Now we have to find an explanation, and it was contingent upon myself to show that the theory was properly executed. At this stage, Dan Singleton offered some suggestions on this blog. This one related to how I had calculated the KIE, with Dan suggesting that the method I had used might be too inaccurate to draw any conclusions from. It was up to me to reproduce my results using the method suggested by Dan as the more accurate. And this is where this story really starts.
I had used the Free energy method, which involves calculating the free energies of reactant and product using the built-in thermochemical component of the Gaussian code. Dan’s concern was that such free energies are only reported to an accuracy of 0.000001 Hartree. Since the isotope effect is calculated from differences in these free energies, was this degree of precision high enough to ensure reliable calculated KIE? Better to solve the equations directly and these involve the so-called Bigeleisen-Mayer terms derived from the classical partition functions. I recollected we had used this method back in 1975[2], but I assumed the computer code used was long since lost by myself. Instead Quiver was suggested (first written around 1988 by Keith Laidig at Yale) and I added the comment that the modern version of Quiver is called THERMISTP[3]. All that needed to be done was to acquire a copy of an appropriate code and re-run the KIE calculation using it.
And now comes the true purpose of this post, which is reproducing a calculation that might have been done ~20 years ago using computer code. Issues such as:
- Does the code still exist in either Source form or Executable form?
- If it does, will it still run correctly on a modern computer?
- Is it documented sufficiently to allow someone not immersed in the code to run it. After ~20 years, it might not be possible to talk to the original coders for explanations.
So this is what happened when I investigated.
- Requests for the THERMISTP code of its authors, by email, have not yet brought a response. They may still, but one has to recognise that they may not. For example (unless I missed it), the article in which THERMISTP is cited[3] does not document how the code described in that article might be obtained (but the authors’ emails are provided).

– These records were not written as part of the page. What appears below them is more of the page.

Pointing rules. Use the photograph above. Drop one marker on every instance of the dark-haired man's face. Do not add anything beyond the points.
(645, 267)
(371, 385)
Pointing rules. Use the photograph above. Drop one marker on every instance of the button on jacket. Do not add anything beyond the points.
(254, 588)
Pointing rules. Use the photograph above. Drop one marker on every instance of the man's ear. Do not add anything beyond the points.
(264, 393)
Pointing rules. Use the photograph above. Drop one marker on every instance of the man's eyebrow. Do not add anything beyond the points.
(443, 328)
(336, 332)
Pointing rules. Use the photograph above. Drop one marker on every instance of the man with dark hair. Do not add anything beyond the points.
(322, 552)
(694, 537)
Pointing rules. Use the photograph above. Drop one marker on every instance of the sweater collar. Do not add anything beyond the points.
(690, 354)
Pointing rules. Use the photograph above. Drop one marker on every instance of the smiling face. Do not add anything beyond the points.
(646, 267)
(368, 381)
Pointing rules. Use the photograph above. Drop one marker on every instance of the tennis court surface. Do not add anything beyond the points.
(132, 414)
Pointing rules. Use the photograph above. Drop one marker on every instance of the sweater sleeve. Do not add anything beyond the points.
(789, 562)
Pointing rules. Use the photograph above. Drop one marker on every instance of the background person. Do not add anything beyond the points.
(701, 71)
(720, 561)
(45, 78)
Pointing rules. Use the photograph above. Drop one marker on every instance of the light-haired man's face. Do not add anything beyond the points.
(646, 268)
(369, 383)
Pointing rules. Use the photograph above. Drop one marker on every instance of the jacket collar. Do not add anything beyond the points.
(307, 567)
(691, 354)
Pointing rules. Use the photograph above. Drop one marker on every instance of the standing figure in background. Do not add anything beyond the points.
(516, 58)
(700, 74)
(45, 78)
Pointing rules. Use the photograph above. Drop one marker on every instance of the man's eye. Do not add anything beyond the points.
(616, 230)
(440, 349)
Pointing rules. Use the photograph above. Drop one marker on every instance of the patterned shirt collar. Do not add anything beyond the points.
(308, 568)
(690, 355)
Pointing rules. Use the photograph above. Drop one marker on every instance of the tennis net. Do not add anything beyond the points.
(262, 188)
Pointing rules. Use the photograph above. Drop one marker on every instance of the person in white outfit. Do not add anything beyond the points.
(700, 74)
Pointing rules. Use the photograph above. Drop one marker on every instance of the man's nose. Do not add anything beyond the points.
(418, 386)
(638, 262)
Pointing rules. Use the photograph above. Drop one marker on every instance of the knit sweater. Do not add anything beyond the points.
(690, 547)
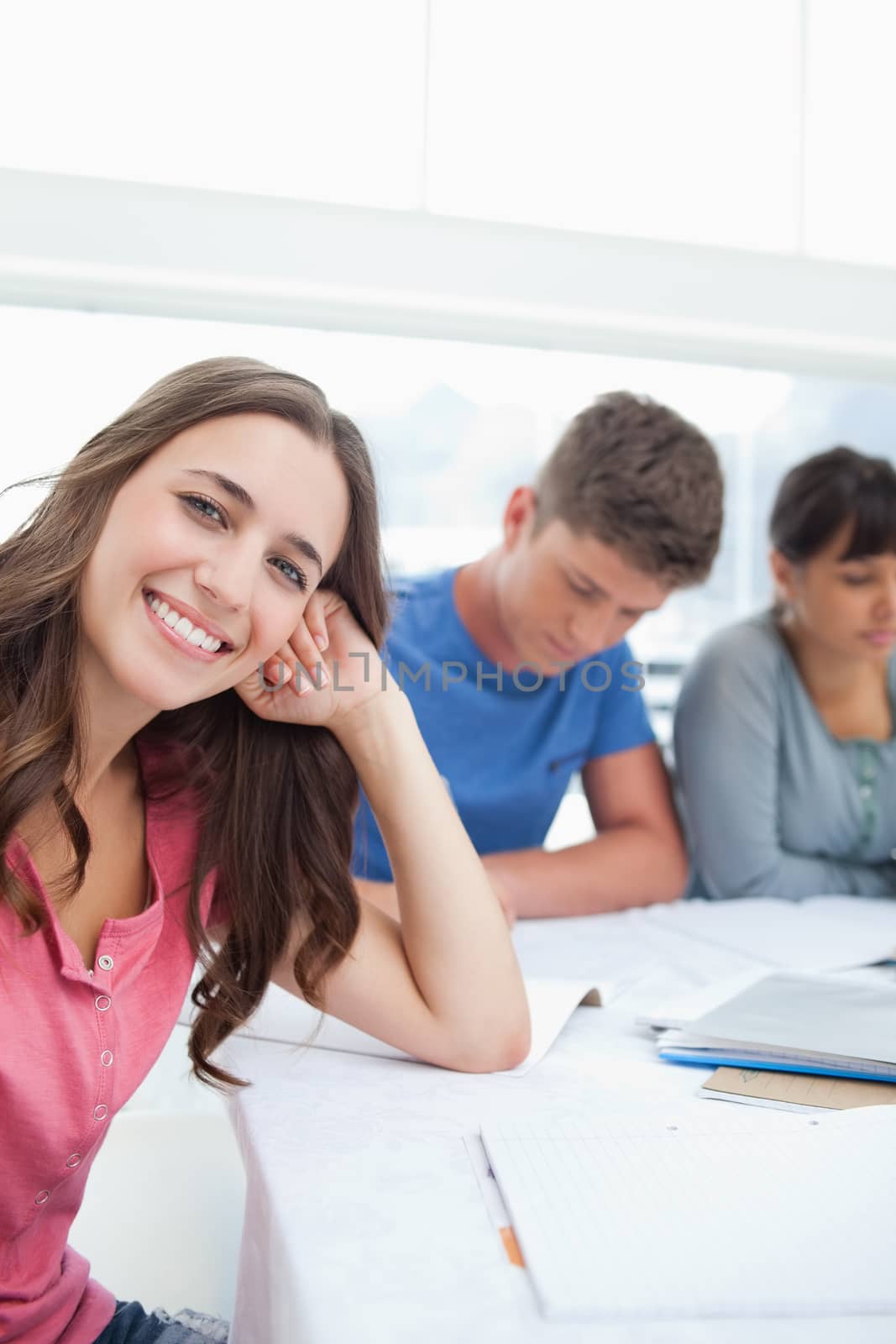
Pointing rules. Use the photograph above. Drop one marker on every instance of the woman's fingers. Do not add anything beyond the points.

- I then followed up Dan’s suggestion to use Quiver. A copy was tracked down at http://www.chem.ucla.edu/~mccarren/houkGroup.html and a tar archive was available. The program comes as Quiver itself and a pre-program called qcrunch is used to prepare the data for Quiver.
- It comes with pretty good (and brief!) documentation.
- Fortran source code for Quiver (quiver.f) is available which is good, since one can compile it for one’s favourite machine (in my case a Mac running OS X). One can also read the comments to discover information beyond that provided by the documentation.
- qcrunch however is only provided as an executable, and that means running it on Linux. One cannot read the comments!
- When I ran qcrunch, it complained that an auxiliary program was not available to it. It wanted to run something associated with Gaussian 94, sadly long since gone from our systems. With no source code available I would have to fool qcrunch into thinking that Gaussian09 was really Gaussian94. It involves symbolic links and such and needs a little Unix expertise.
- That done, I gave it its first input data, which is the normal mode analysis of the reactant involved in the reaction above, in the form of a formatted checkpoint file (a .fchk file). It seemed happy, and so I proceeded to the next step
- which was to run quiver. This needed compilation. Here we encounter interesting issues. Most Fortran code can have “dependencies” which relate to the compiler used by its developer. The compiler however is rarely stated in the documentation, and I decided to use GFortran, which I obtained from http://hpc.sourceforge.net and installed on my Mac. And using this compiler, the compilation failed with about 3 syntax errors. You have to know enough Fortran to correct them all and obtain your executable.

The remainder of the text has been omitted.